A Place Without History - Archaeology Magazine Archive
For a long time historians thought elaborate stone structures like this didn't exist in this part of the East African hinterland. Nineteenth-century European travelers described the scorching, scrubby bush region of Tsavo as hostile and practically uninhabited. The assumption was that it had always been that way--a place virtually without history. The supposedly barren interior stood in sharp contrast to the flourishing towns along the East African coast, which historians had long believed were founded by Arabs and Persians as early as A.D. 800. Known as the Swahili, these Muslim communities sprouted along the coastline of East Africa from southern Somalia to Mozambique, and their inhabitants prospered trading with their neighbors around the Indian Ocean.
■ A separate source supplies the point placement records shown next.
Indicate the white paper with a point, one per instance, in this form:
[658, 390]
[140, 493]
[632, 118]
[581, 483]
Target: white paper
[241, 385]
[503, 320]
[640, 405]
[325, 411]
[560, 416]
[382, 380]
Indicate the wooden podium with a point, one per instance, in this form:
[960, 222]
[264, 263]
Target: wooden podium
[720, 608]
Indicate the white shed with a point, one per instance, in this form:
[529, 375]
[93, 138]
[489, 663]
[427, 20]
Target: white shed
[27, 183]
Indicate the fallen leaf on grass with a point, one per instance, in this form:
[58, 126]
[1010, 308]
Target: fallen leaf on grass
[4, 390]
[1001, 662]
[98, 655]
But over the past few decades new evidence has emerged suggesting that Swahili culture, while certainly shaped by Arabic immigrants, emerged from and also developed according to indigenous African traditions. The new thinking led Kusimba to reconsider the assumption that the people in the Kenyan interior were somehow separate and disconnected from those along the coast, and excluded from its economy. What, indeed, was going on in the Swahili hinterland and what ties did it have to the coast? These were the questions that sent Kusimba and his wife, Sibel Barut Kusimba, a Northern Illinois University archaeologist, to Tsavo in 1997.